For cerebral cortical grey matter, i.e. neuronal cell bodies, significant volume reductions were observed in the heavy drinking group, but not among the non-heavy drinkers. In contrast, the average volume of white matter, composed of the axon cables which connect neurons, was unchanged for both groups. Since the division between heavy and moderate drinkers was set at an arbitrary threshold, it is worthy examining whether the data is pooled together (I don't know what the text in italics is intended to mean – jld). In this case, after 6 months, the volume of numerous brain regions, including the cerebral cortex and the hippocampus, had shrunk. Somewhat confusingly, after 12 months, the shrinkage was not as significant in many areas as it was after 6 months of free access drinking. This fluctuation could feasibly be due to the low sample-size of the study.
To further examine the graded relationship between mean daily alcohol intake and volume reductions, correlation analysis was performed. A statistically significant correlation was found, with higher ethanol intake predicting larger volume reductions. This correlation strengthens the argument that alcohol is at least partially responsible for the volumetric effects. Correlation analysis can not, however, take into account nonlinear effects, therefore it remains a possibility that alcohol is not neurotoxic at low doses.
The monkeys participating in the experiments were young adults, or adults entering middle age. Age is a possible confounding factor for changes in brain volume, but multiple regression analysis indicated that age does not directly explain to the volume shrinkage observed here. The authors note, however, in line with human epidemiological studies, that younger monkeys had a tendency to exhibit the higher daily alcohol intake associated with larger volume reductions.
So what was learned from the paper, and what further research does it suggest? The paper's strength consists in its control for many potential confoundin factors which can not be addressed in human studies, while its weakness is the small sample size. The paper supports the hypothesis that alcohol is neurotoxic, and that this toxicity is responsible for the observed grey matter volume reduction. Given that this hypothesis is also supported by a number of human studies, it is likely that the observed neurotoxicity also translates to us.
The observed differences between heavy and moderate drinkers, plus the correlation between alcohol intake and volume reduction, argue that alcohol’s impact is dose-dependent. This finding is unsurprising, since the effects (both harmful and potentially beneficial) of all psychoactive substances change as a function of the dose.
Where the paper falls short, is in failing to identify the precise dose at which alcohol consumption leads to observable differences in volume.
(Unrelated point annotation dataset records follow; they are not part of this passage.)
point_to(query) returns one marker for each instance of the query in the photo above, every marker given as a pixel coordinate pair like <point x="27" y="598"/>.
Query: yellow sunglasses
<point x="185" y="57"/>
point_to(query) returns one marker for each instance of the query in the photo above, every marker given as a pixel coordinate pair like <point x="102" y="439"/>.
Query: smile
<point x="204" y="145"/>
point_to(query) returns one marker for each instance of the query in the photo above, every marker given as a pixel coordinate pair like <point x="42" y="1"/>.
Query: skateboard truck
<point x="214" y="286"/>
This is not the researcher’s fault, however, as such an investigation would require a higher sample size, unlikely to be obtained in the current regulatory climate. An analysis is also required, of whether the volumetric changes can be linked to any cognitive deficiencies. Monkeys are very intelligent, so a range of tests could have been done, to reveal whether the observed volumetric changes correlate with a decline in cognitive abilities.
: Kroenke, Christopher D., et al. "Monkeys that voluntarily and chronically drink alcohol damage their brains: a longitudinal MRI study."Neuropsychopharmacology 39.4 (2014): 823-830.